A Royal Mail postbox, painted black instead of traditional red, to honour Black Britons, as part of the forthcoming Black History Month, in Brixton, London, Britain, September 30, 2020 Photograph:( Reuters )
The UK is trying out a distinct way to honour its Black population in view of Black History Month - it is repainting a few of its signature postboxes!
The UK is trying out a distinct way to honour its Black population in view of Black History Month - it is repainting a few of its signature red postboxes!
The red pillar post boxes are considered symbolic of Britain and can be seen on an array of items including postcards.
Earlier, the Royal Mail had decided to choose a postbox each in all constituent territories of the United Kingdom - England, Wales, Scotland, and Northern Ireland.
As visible in the pictures, the top of all postboxes are painted black with a gold rim. These shall remain this way for all of October which is marked as Black History Month.
The postbox in Britain which has been repainted is stationed nearby the Black Cultural Archives heritage centre in South London, which is a hub for the Caribbean community and other Black groups.

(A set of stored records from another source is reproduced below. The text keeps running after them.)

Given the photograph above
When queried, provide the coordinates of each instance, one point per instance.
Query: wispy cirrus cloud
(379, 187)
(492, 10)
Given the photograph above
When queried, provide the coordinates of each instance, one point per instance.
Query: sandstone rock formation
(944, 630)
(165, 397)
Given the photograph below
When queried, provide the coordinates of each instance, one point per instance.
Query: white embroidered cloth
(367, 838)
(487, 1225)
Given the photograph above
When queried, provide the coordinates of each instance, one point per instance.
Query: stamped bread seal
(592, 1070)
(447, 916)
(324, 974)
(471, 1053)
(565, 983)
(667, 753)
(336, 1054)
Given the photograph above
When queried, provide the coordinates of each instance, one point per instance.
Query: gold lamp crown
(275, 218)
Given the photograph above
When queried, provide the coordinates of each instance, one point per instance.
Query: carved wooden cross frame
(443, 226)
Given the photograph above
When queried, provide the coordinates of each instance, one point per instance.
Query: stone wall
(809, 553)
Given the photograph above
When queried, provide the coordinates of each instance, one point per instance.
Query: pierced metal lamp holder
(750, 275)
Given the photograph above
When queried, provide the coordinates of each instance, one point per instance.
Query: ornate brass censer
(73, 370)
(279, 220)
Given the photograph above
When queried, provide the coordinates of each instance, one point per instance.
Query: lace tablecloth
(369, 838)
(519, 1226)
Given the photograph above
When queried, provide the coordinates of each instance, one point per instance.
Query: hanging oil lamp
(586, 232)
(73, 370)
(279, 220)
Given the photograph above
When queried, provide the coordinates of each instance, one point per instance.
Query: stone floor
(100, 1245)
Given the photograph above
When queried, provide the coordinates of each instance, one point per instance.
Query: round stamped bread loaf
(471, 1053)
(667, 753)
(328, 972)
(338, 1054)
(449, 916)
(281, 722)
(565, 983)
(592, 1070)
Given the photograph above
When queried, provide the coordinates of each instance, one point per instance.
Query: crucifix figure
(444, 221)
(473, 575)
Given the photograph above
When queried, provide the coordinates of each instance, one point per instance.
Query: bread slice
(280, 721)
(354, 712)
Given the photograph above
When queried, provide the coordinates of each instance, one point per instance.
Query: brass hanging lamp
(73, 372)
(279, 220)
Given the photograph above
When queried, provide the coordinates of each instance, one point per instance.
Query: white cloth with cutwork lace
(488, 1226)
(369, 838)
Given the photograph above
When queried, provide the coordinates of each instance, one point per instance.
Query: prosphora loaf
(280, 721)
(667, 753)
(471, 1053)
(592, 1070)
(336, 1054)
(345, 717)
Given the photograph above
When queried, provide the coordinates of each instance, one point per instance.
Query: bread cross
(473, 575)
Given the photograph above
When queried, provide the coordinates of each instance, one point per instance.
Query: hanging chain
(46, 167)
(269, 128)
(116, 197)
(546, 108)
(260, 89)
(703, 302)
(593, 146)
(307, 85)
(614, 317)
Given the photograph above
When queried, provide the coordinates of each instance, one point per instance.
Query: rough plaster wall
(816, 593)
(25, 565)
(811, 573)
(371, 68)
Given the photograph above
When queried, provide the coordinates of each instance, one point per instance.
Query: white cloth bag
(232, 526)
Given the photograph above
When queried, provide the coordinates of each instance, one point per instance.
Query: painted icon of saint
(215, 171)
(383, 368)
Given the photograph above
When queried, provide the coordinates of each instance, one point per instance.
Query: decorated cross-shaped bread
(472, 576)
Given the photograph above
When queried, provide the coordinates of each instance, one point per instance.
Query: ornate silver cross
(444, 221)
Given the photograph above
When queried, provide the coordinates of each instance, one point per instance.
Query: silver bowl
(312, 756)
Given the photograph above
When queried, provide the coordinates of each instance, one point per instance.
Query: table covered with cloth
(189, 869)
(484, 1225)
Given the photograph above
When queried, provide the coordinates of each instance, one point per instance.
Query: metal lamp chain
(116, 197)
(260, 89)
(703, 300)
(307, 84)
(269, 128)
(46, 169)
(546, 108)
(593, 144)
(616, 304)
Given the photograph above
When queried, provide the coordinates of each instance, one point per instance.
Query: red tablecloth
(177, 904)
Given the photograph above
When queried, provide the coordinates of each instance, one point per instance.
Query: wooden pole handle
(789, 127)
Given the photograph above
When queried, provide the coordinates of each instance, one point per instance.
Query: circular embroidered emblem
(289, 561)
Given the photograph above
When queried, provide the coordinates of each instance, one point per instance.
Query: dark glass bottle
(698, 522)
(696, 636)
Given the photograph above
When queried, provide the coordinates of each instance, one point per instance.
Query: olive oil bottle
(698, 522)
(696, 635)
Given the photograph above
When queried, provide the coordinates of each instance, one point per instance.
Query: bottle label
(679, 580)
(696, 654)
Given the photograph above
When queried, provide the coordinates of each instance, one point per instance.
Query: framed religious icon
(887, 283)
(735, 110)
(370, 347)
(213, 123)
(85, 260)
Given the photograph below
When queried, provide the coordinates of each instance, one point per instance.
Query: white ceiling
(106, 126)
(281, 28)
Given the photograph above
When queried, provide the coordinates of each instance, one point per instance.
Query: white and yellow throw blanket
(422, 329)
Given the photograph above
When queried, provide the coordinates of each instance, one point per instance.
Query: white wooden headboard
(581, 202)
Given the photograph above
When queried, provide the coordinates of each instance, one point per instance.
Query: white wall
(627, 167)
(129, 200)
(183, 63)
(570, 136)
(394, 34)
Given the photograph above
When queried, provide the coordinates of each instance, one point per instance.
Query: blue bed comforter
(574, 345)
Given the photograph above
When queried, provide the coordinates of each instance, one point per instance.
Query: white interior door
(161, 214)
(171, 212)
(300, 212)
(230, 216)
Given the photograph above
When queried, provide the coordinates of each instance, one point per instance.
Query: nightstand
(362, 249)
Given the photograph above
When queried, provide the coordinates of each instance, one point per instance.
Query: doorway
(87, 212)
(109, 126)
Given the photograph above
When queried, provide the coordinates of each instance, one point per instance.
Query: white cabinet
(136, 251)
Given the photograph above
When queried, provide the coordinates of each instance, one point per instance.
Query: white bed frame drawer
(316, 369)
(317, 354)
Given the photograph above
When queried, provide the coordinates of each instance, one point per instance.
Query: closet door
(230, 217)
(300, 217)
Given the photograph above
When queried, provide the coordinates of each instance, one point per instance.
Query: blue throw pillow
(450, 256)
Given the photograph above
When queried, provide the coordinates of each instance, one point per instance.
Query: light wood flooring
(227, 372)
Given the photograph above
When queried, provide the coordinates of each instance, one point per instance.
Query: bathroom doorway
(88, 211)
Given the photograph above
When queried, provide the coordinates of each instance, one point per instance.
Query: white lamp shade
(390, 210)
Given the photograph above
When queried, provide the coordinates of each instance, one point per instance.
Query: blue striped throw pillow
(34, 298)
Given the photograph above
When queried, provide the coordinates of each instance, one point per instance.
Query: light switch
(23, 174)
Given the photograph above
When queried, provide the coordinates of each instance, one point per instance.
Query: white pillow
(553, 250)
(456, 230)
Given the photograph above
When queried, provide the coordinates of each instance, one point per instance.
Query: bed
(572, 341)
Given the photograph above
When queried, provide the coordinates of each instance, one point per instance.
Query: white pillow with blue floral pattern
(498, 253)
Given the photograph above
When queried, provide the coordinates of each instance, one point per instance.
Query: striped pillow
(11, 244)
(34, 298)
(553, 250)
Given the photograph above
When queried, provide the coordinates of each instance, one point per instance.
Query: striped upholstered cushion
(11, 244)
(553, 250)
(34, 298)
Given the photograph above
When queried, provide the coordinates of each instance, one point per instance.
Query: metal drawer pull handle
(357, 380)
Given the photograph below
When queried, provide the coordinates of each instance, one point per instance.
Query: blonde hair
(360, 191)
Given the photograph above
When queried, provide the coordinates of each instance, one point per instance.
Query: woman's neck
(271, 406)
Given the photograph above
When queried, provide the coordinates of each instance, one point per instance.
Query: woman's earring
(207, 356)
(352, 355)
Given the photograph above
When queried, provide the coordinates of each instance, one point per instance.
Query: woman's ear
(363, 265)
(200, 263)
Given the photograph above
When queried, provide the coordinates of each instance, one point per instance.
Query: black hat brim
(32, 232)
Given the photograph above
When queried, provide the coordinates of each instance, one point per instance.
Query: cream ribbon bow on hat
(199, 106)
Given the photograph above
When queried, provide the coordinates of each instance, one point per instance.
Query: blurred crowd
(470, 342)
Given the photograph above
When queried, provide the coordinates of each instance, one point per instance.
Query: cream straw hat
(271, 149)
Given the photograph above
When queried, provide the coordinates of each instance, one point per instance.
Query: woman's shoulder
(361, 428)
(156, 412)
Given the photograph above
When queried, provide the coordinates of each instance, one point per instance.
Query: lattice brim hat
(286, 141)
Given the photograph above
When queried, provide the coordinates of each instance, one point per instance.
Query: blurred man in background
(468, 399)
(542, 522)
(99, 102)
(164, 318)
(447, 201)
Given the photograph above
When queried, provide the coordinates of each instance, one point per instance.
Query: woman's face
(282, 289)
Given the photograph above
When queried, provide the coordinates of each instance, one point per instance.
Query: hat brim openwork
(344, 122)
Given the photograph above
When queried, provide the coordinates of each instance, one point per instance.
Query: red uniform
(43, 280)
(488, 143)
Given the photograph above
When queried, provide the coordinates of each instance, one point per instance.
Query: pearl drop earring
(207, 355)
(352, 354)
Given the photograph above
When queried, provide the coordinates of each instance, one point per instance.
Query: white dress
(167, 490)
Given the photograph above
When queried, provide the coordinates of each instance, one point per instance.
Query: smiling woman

In Britain, the postbox features an image of “Queuing at the RA”, a painting by British-Nigerian artist Yinka Shonibare, who is known for art grappling with cultural identity and the remnants of colonialism.
Scotland’s black postbox in Glasgow carries the image of Walter Tull, the first Black player to be signed in the city’s soccer team - the Rangers. He was later killed during the First World War.
Cardiff in Wales spots the image of Jamaican nurse Mary Seattle, who cared for soldiers during the Crimean War between 1853-1856.
The postbox in Northern Ireland features the picture of comedian Lenny Henry. The Royal Mail claimed that he was “instrumental in helping a multi-cultural society to embrace multi-cultural comedy".